Once your local environment is all set up, we need to start out by learning basic programming. Python is one of the main programming languages used in Data Science. A major advantage of the language is its abundance of libraries which enable you to analyze your data with ease. In our first session, we covered how to build a simple BMI calculator application. While building the application we explored more on dealing with data types, variables, operators, conditional logic and so on. You can review the concepts at https://aka.ms/py4beginners or watch the video below for the full demo.
Prepare your data.
The Data Science process begins with getting your data. Real world data is often messy. You might encounter some missing values, duplicated data, or data not in the right format. For example, if someone fills in the same form twice, how do you mitigate this? As we went through the data preparation class, we learnt to import our data, the different libraries we needed and how to locally install them and finally how to utilize the libraries. Using the pumpkins dataset, we dealt with missing and duplicated data as well as how to work with data within data frames. A follow up session on manipulating data covers more in-depth including some exploratory statistics and joining data.
Share your data findings.
We have learnt a new language, worked on our data and now we might want to share with the world the journey we have gone through. The first thing is sharing your data story. In this section we cover data visualization, what charts can you use where and how to create meaningful charts. For this session we used the birds’ dataset and tried various visualizations, you can watch the session video here.

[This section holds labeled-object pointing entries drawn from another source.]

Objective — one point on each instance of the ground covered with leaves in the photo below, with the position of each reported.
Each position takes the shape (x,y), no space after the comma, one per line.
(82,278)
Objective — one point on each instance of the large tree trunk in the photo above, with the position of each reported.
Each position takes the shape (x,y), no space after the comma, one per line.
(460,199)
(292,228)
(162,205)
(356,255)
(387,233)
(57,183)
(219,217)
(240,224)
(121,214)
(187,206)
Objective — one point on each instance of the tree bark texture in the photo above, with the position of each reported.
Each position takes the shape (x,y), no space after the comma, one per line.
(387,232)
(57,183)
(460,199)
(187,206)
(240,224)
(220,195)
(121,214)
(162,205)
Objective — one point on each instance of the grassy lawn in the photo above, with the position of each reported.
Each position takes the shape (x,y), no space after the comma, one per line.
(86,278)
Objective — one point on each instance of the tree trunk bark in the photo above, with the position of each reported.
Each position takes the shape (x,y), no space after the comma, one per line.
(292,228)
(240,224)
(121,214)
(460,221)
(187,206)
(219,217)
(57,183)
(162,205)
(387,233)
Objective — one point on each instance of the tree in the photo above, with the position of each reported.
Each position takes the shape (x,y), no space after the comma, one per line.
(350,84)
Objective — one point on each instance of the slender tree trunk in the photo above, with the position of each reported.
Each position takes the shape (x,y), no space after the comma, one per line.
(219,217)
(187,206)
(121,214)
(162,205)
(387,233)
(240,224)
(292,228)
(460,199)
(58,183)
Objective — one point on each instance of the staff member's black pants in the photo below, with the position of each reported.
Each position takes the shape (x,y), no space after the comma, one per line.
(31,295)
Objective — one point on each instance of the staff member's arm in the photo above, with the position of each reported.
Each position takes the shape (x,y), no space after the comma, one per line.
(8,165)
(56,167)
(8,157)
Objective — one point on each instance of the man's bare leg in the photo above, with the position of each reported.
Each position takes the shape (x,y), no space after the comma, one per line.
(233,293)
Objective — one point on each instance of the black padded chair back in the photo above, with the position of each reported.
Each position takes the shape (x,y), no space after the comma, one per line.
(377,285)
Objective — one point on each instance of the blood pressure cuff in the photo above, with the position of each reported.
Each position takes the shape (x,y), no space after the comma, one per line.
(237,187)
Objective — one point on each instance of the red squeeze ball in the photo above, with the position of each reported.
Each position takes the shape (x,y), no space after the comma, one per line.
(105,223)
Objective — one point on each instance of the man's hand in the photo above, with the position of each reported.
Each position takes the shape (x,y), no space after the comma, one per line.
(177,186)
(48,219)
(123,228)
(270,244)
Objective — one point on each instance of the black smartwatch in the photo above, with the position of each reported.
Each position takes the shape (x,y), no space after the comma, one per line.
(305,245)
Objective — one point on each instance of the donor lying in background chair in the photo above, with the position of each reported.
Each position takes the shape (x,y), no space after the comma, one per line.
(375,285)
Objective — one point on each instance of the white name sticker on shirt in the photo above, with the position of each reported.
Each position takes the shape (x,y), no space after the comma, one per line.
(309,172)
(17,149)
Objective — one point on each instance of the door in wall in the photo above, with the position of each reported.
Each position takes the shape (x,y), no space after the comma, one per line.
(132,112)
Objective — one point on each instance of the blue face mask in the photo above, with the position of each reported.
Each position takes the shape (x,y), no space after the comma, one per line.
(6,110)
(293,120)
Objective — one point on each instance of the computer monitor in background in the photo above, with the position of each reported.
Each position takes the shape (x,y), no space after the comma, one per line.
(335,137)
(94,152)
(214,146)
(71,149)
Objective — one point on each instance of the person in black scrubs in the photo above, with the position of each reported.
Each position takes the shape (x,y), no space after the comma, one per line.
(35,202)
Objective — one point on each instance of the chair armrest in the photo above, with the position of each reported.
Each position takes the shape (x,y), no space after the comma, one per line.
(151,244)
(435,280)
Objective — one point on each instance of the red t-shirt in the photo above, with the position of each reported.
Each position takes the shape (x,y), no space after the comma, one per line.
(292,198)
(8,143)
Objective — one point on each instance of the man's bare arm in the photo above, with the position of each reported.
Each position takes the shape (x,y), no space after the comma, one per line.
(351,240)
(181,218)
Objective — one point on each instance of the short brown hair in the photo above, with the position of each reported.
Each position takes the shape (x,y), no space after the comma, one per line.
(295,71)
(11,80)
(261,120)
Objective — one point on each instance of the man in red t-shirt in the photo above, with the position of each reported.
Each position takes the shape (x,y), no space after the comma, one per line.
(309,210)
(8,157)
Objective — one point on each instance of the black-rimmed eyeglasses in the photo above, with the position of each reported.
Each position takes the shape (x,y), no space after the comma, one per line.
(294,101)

Bonus: bring your data to the cloud
What does data science have to do with the cloud? Microsoft Azure allows you to easily scale your resources, has high availability and ensures your data is always secure. If this is not enough, using services such as AutoML and ML Designer, you can prepare data, train, and publish your models without writing a single line of code. Learn how below: Data Science in the Cloud
Your turn, try out Data Science
We have gone through all the major Data Science processes and now it is your turn. Using the spam dataset, go ahead and perform all the different data science techniques we have covered.